This weekend, Secretary of State Hillary Clinton signed an agreement with Indonesia's government to provide over $600 million in U.S. aid, more than half of which will be dedicated to a "green prosperity" program.
The US has pledged to provide $1 billion in financial support worldwide to reduce deforestation, which will be supplemented by similar commitments from other advanced nations.
The funds are intended to spark economic development through clean energy and sustainable management of Indonesia's natural resources, which will reduce both poverty and emissions.
A critical component of the package will be funding for projects that reduce poverty while also reducing deforestation and degradation of Indonesia's carbon-rich peat soils, by, for example, shifting palm oil development from the forest frontier to degraded lands and codifying forest communities' land rights.
Indonesia is the world's third largest greenhouse gas polluter, behind China and the US, primarily because of carbon emissions from deforestation and peatland degradation.
"It is impossible to curb global carbon pollution and avert a climate catastrophe without attention to avoided deforestation and increased reforestation. Forestry programs also offer one of the surest roads to capturing the economic benefits from this global challenge," says Dr. Andrew Light, Senior Fellow and Director of International Climate Policy at the Center for American Progress. "Protecting Indonesia's forests and peatlands will allow the country to grow sustainably while reducing emissions, protecting endangered wildlife, and helping ensure the health and economic well-being of the Indonesian people for generations to come."
Funding can also be used for renewable energy investments such as modest sized hydropower projects and geothermal plants, spurring business development and providing affordable, clean electricity in rural communities.
U.S. funds will help Indonesia make wiser land-use decisions by, for example, guiding future palm oil plantations away from pristine rainforests and toward abandoned, degraded lands, which are abundant.
Indonesia's runaway deforestation and wetlands destruction, driven by illegal logging and unchecked expansion of oil palm and pulpwood plantations, threatens its social stability, national security, environment, health, and future economic growth.
The country's forest economy is notoriously inefficient and corrupt, with profiteering and resource exploitation often trampling the rights of the rural poor.
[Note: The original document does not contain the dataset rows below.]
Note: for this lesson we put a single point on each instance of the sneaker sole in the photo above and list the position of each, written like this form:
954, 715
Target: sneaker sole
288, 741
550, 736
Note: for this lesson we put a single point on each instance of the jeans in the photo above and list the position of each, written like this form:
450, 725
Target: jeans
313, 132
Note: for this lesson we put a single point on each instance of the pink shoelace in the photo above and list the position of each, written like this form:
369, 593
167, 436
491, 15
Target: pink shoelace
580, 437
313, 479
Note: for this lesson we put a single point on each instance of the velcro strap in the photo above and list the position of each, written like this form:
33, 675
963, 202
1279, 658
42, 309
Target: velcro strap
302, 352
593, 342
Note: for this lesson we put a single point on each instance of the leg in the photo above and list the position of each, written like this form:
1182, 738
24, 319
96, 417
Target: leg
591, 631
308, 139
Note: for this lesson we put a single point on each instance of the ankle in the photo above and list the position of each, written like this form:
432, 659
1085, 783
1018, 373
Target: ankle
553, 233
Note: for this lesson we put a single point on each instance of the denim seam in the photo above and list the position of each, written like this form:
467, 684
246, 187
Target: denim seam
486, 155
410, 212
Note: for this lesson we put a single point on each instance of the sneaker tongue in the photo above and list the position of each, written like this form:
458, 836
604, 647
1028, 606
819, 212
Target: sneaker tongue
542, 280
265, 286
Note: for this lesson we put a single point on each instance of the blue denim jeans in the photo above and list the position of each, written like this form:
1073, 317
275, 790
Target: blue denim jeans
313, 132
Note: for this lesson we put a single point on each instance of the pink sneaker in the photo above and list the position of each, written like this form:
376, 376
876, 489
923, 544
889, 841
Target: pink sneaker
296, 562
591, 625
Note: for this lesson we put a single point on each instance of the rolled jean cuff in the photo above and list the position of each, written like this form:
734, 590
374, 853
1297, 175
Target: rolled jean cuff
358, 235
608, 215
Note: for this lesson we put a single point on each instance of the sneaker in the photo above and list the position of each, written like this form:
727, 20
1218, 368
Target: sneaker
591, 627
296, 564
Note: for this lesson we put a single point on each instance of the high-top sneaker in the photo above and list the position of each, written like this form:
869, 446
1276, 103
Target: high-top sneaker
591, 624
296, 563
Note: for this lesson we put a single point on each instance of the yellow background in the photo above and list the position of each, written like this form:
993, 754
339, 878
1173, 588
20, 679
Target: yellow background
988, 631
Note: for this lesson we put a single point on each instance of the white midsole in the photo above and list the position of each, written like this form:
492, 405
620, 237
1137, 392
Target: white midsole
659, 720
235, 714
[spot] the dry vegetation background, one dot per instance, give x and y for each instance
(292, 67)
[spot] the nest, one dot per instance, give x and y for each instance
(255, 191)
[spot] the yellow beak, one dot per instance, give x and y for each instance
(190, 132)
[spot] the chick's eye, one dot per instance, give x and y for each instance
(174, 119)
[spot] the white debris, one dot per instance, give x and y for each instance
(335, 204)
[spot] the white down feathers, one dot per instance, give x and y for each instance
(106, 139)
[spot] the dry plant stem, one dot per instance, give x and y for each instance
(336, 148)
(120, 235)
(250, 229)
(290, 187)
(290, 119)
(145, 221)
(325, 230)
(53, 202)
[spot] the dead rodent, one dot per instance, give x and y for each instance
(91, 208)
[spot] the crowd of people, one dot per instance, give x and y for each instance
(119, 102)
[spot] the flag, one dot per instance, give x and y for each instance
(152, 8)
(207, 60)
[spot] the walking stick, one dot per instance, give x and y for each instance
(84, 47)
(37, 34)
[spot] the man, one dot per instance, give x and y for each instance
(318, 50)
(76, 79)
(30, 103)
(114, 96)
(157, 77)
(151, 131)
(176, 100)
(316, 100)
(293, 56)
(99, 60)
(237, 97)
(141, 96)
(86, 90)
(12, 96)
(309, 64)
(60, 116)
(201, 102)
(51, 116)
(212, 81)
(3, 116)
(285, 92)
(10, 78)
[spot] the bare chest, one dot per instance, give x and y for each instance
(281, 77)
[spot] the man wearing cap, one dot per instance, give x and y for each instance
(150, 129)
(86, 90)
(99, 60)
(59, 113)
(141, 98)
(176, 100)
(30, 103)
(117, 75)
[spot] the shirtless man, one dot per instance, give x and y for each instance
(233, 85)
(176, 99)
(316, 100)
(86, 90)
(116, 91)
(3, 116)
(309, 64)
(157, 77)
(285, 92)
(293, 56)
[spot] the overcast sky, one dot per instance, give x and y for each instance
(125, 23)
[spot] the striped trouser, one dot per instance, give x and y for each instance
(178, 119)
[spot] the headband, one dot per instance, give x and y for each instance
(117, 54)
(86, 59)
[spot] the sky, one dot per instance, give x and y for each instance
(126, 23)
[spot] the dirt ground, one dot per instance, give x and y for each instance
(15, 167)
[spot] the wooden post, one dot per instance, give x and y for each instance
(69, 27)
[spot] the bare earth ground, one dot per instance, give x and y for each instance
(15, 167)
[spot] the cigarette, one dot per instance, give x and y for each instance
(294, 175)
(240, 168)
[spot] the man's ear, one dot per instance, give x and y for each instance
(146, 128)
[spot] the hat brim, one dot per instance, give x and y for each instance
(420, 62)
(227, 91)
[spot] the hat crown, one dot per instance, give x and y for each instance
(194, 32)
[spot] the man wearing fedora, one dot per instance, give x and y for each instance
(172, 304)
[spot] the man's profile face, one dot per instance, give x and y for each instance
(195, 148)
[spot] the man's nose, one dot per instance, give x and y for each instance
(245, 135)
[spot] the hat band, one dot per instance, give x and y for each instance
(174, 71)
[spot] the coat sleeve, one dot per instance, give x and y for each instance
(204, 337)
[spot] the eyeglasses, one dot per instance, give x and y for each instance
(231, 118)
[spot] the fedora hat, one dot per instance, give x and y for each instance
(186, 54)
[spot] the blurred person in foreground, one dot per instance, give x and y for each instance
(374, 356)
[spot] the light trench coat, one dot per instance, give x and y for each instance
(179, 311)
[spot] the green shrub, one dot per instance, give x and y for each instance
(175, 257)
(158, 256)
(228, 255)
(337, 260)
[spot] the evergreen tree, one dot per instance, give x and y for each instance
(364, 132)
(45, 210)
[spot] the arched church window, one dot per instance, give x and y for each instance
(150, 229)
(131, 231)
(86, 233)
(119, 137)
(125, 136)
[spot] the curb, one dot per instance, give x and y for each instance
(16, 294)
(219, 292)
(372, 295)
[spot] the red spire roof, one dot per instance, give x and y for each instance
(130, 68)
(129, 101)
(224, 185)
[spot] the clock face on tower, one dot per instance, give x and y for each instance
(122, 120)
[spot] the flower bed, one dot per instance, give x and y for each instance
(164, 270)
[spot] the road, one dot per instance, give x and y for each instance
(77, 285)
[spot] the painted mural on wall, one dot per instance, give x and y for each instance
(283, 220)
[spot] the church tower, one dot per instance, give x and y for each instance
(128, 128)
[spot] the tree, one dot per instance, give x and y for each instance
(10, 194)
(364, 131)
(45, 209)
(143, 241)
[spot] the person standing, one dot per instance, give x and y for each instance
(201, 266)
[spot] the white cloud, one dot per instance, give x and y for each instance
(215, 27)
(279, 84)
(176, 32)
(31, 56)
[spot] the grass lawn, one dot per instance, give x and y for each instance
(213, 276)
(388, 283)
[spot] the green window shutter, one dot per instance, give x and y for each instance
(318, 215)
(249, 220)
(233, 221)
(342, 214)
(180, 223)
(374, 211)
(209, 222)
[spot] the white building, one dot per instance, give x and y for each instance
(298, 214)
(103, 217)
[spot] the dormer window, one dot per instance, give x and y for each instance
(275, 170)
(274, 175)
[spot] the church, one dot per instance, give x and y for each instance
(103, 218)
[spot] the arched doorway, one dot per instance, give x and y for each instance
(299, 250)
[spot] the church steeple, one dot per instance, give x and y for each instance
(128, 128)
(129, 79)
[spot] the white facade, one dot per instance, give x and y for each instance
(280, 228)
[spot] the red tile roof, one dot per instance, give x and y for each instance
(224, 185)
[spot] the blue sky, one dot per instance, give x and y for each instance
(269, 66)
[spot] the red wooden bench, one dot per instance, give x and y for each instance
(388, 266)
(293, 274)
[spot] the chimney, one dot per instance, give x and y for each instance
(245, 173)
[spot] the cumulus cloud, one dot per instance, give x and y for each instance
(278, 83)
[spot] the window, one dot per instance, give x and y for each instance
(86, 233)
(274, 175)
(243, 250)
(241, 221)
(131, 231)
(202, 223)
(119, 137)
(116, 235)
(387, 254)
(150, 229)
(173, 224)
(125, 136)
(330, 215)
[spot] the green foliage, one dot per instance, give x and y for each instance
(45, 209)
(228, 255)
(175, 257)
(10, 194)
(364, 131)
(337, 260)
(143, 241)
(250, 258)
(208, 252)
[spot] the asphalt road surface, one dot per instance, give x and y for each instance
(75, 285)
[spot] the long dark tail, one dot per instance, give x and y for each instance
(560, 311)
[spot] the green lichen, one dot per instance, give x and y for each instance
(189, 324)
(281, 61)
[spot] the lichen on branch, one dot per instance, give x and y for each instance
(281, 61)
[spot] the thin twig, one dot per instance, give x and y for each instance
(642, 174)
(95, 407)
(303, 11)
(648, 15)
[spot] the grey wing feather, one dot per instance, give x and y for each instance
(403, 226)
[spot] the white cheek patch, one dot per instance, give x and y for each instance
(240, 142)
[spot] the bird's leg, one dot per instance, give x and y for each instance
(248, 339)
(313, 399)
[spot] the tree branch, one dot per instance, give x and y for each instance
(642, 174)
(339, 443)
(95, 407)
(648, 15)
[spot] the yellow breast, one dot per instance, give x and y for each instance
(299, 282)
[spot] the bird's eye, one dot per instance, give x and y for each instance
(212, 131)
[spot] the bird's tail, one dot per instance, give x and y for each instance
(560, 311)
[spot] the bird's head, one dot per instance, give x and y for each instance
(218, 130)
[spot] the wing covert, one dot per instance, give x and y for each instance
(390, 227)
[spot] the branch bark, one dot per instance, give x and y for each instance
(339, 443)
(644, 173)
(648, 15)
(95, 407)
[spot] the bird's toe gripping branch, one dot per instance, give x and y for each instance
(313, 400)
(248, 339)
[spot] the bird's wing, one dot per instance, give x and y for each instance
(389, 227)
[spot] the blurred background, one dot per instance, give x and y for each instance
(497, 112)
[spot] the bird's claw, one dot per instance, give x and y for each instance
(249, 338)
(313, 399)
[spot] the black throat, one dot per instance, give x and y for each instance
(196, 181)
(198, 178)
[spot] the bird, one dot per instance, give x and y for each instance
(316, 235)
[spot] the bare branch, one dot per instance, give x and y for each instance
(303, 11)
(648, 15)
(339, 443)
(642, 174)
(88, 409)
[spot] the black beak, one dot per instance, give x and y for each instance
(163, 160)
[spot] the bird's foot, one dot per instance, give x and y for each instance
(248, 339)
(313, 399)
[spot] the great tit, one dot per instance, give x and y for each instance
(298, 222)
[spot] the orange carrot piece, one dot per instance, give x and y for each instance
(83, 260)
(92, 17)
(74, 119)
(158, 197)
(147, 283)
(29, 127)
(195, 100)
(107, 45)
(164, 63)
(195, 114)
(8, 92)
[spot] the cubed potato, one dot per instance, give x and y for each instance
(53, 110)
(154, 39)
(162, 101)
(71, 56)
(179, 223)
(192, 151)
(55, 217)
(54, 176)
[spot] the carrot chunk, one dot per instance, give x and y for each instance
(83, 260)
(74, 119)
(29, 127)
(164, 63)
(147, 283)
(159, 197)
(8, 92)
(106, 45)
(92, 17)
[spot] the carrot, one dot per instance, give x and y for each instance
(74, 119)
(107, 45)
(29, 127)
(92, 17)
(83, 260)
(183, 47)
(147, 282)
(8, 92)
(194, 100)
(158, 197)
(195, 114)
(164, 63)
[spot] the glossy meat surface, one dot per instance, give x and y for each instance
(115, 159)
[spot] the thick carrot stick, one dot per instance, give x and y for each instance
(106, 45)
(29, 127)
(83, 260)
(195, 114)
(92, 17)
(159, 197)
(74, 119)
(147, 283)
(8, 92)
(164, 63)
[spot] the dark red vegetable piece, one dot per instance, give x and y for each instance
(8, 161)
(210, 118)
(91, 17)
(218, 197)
Pulp, paper, timber, and oil palm companies and powerful syndicates routinely seize ancestral lands of local communities causing dislocation, economic and upheaval.
Burning and clear-cutting Indonesia's forest and peat lands costs the country at least $6 billion a year. It threatens wildlife such as orangutans and Sumatran tigers with extinction and causes significant human repiratory and cardiac problems from the smoke that settles across the entire region every year.
Overbuilt pulp and paper mill capacity is driving illegal logging, destroying old-growth native forests and costing the government nearly $2 billion in lost tax revenue a year. Palm oil plantations replace healthy forests and wetlands - which could completely disappear within 30 years at the current rate of destruction.
The practice is reponsible for 85% of Indonesia's emissions, while the resulting oil palm and forest products sectors contribute less than 8% to its GDP. Fires caused by draining peat lands are a huge source of emissions, and cause $4 billion a year in economic losses, including major health problems in local populations through smoke inhalation.
The State Dept views these investments as essential to US national security. Indonesia is the third largest Muslim democracy, and is a pivotal partner in promoting democracy, and combating Islamic extremism and terrorism. The country is a major trade partner ($18 billion annually) with a large and growing economy (18th largest globally with 5% annual growth).